Hundió los dientes en músculos y cabellos, y se revolvió con todas sus fuerzas al tiempo que sentía que le obligaban a abrir las piernas y oía el desgarrón de la ropa incluso antes de sentir el contacto del aire frío con su desnudez.
– ¡Noooooo! -chilló dominado por la rabia y el alarido se despojó de toda palabra, se hizo inhumano, inmenso, cegándolo, ensordeciéndolo.
Con el primer corte del cuchillo supo que la batalla estaba perdida y comprendió qué le estaban haciendo.
Guido vio que el cielo sobre la pequeña población de Flovigo se volvía amarillo pálido. Yacía casi inerte, contemplando cómo la lluvia capturaba la cantidad suficiente de aquella luz para convertirse en un velo visible sobre el campo que se inclinaba colina abajo desde su ventana.
Alguien llamó a la puerta. La excitación que se apoderó de él cuando se levantó para responder lo cogió por sorpresa.
Allí estaba el hombre que lo había interpelado en el café de Venecia. Entró en la habitación y sin mediar palabra abrió una bolsa de cuero que contenía documentos.

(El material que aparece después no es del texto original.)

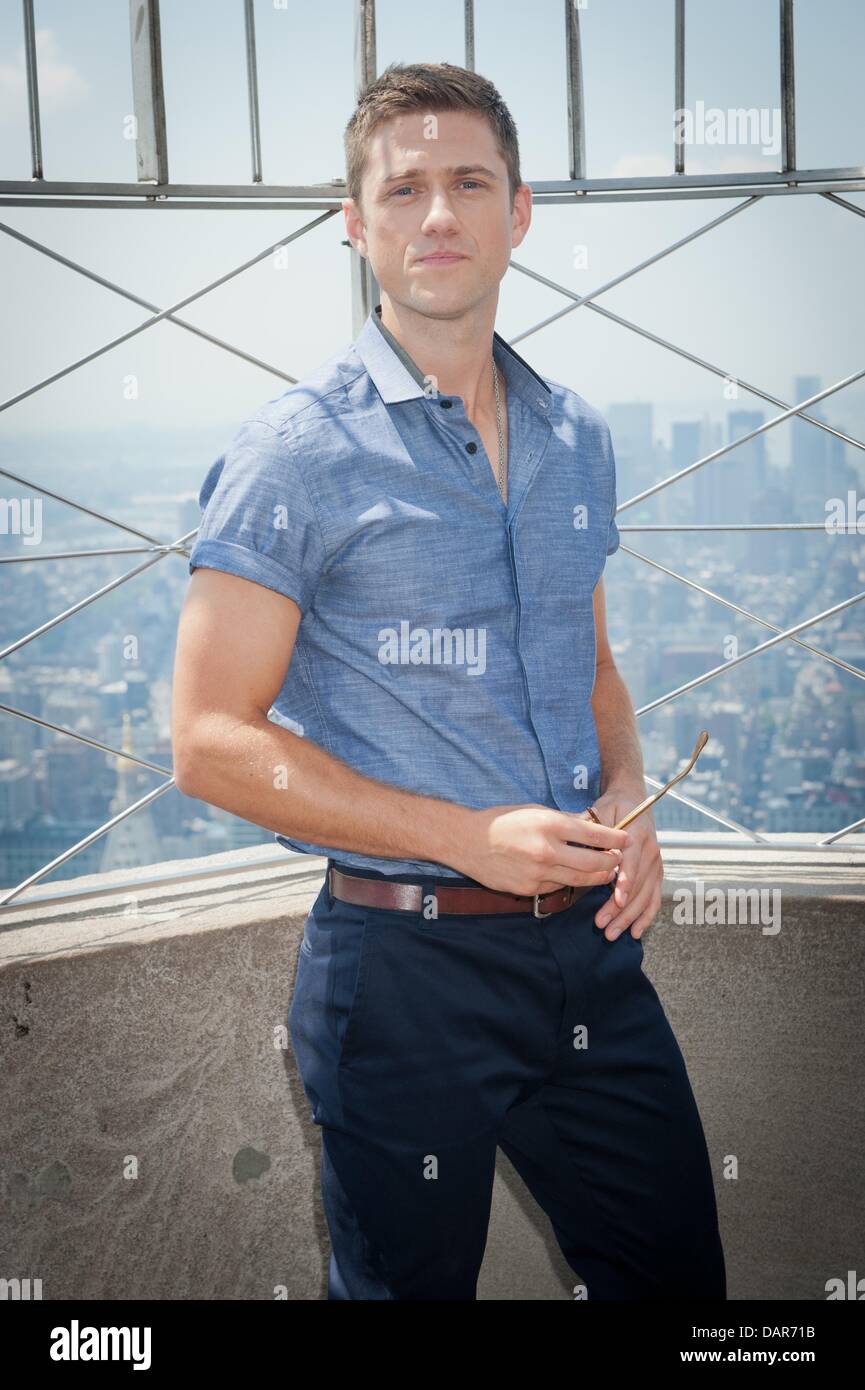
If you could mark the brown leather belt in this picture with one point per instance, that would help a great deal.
(408, 897)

Se volvió a derecha e izquierda emitiendo un breve quejido de exasperación al ver que no había ninguna vela encendida, se acercó a la ventana mojada y examinó todos los papeles con la minuciosidad de quien no sabe leer ni escribir. Luego se los entregó a Guido junto con otra bolsa.

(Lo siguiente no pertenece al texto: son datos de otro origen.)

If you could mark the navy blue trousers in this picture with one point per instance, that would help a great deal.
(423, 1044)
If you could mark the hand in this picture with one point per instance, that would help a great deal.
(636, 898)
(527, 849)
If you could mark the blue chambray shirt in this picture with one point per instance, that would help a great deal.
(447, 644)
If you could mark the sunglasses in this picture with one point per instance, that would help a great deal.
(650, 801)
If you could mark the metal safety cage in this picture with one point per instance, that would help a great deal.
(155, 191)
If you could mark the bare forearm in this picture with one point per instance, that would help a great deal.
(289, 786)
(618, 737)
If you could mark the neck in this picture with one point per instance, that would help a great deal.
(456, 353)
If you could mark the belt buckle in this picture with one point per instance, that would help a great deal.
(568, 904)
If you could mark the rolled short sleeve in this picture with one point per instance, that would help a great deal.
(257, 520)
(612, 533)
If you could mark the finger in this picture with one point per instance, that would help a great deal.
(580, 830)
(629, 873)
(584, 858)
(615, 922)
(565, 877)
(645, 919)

Guido adivinó enseguida de qué se trataba. Contenía todas sus cartas de presentación de Nápoles, y él ni siquiera las había echado en falta. Se enfureció.
No obstante concentró su atención en los documentos. Estaban redactados en latín y firmados por Marc Antonio Treschi, y atestiguaban su intención de someterse a la castración para conservar su voz, absolviendo a cualquiera que pudiera ser acusado de complicidad en su decisión. El nombre del cirujano no se mencionaba para protección de éste.
El último, dirigido a su familia, del cual Guido tenía tan sólo una copia, ratificaba el compromiso formal del muchacho con el conservatorio San Angelo de Nápoles, donde estudiaría a las órdenes del maestro Guido Maffeo.
Guido miró estupefacto ese último documento.
– ¡Pero yo no he instigado nada de esto! -alegó Guido.
– Hay un carruaje dispuesto para llevarlo hacia el sur -dijo el bravo tras una sonrisa-, y dinero suficiente para cambiar de cochero y caballo siempre que sea necesario hasta llegar a Nápoles. Esta es la bolsa del chico. Como ya le dije, es rico. Pero no verá ni un zecchino más hasta que no esté matriculado en su conservatorio.
– ¡La familia debe saber que yo no tengo nada que ver en todo esto! -farfulló Guido-. ¡El gobierno veneciano tiene que saber que yo no he tomado parte en este asunto!
– ¿Quién va a creerle, maestro? -El bravo soltó una breve carcajada.
Guido le dio la espalda. Examinó los documentos.
El bravo se puso a su lado como el ángel caído.
– Maestro -dijo-, si yo fuera usted, no esperaría a que el chico despertase. El opio que le han dado es muy fuerte. Lo cogería ahora mismo y me lo llevaría de aquí. Me alejaría cuanto antes de la frontera del estado veneciano. Y cuídelo bien, maestro. Es el único que puede exculparle.
Guido entró en la casucha donde dormía Tonio. Vio la sangre que surcaba su rostro y la boca y la garganta amoratadas por los golpes. Se percató de que le habían atado las manos con una áspera cuerda. Su rostro aparecía exánime.